NAS with RaidZ2 (6x3 TB)
TimeMachine with netatalk
Plex Mediacenter
pyload in Jail
Local DNS-Server
Playground for SSH-Stuff


----------



## andrei693 (Jan 29, 2015)

iSCSI target, Samba server on ZFS
PF Firewall, router for home networks, separate VLANs for appliances and trusted computers
Poudriere for own binary repo
Bacula for remote backups
Jails for services separation (ezjails for now)
nginx as http proxy for jailed apaches
svnserve for own toolset
DNS server
world [re]builder for itself and my laptop


----------



## silicium (Feb 24, 2015)

Samba NAS
Wireless hostap
Torrent transmission-daemon
Asterisk PBX on separate voice VLAN
Postfix + Dovecot mail
used to be a world [re]builder until the switch to svn and pkgng, now building world and ports on much faster VM.

Hardware: i386 HP t5540 thin client server, 2 GB, 32 GB SLC SSD (44-pin parallel ATA, but SATA1 port can be used too after soldering a connector and hacking the enclosure)


----------



## bhughes (Feb 24, 2015)

Headless NAS:
- ZFS (6x2TB raidz2)
- net/samba36
- net/netatalk3
- multimedia/plexmediaserver
- sysutils/linux-crashplan
- sysutils/smartmontools (for smartd)
- sysutils/munin-node and sysutils/munin-master
- www/lighttpd (to serve up munin)
- irc/znc

I keep my Adobe Lightroom libraries in my user's home directory on the NAS and access it on my Mac via net/netatalk3. I replicate most ZFS datasets to an external USB HDD. I (hope to) plan to replicate to foggy storage in the near future.


----------



## Remington (Feb 24, 2015)

NAS machine (FreeBSD 10.1)
- ZFS (3x2TB raidz)
- Samba
- NFS
- Serviio
- LDAP
- Jails with vimage
- Nginx


----------



## _martin (Feb 24, 2015)

Though hosted in DC I have a 250/100 internet connection at home and thus consider it as a "home" storage. 
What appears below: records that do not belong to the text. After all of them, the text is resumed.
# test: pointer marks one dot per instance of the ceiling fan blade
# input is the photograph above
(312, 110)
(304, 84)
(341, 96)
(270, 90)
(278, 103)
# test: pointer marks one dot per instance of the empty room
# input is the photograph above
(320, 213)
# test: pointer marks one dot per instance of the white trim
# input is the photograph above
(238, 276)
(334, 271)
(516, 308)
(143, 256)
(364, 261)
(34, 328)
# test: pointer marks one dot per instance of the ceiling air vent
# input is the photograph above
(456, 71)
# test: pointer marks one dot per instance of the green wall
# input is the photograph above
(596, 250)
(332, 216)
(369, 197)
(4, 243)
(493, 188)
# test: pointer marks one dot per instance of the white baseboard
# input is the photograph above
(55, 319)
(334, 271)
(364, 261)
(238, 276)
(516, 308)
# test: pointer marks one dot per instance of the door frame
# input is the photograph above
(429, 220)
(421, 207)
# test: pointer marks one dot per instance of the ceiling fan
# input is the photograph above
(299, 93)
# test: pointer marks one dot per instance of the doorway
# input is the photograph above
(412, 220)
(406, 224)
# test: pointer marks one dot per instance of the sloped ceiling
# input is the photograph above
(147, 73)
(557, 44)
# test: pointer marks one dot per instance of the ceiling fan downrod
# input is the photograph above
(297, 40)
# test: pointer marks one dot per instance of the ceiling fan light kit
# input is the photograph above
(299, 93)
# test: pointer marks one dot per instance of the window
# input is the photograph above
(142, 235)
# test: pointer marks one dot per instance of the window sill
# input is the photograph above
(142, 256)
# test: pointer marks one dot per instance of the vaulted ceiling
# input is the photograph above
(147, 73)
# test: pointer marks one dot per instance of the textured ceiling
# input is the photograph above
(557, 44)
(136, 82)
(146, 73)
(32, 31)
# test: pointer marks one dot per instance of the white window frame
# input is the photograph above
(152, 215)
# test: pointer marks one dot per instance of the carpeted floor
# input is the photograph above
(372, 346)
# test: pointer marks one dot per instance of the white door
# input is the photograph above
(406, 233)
- ZFS storage mainly (6x2TB raidz2 now, planning to expand to 2x 6x2TB raidz2 maybe at the end of 2015)
- hosting some VMs using VirtualBox
- samba shares in jail
- webs in jail
- backup server
- VPN server
- torrent server
- sandbox

Not really, no external tools needed for server management (connecting via SSH directly is just fine).


----------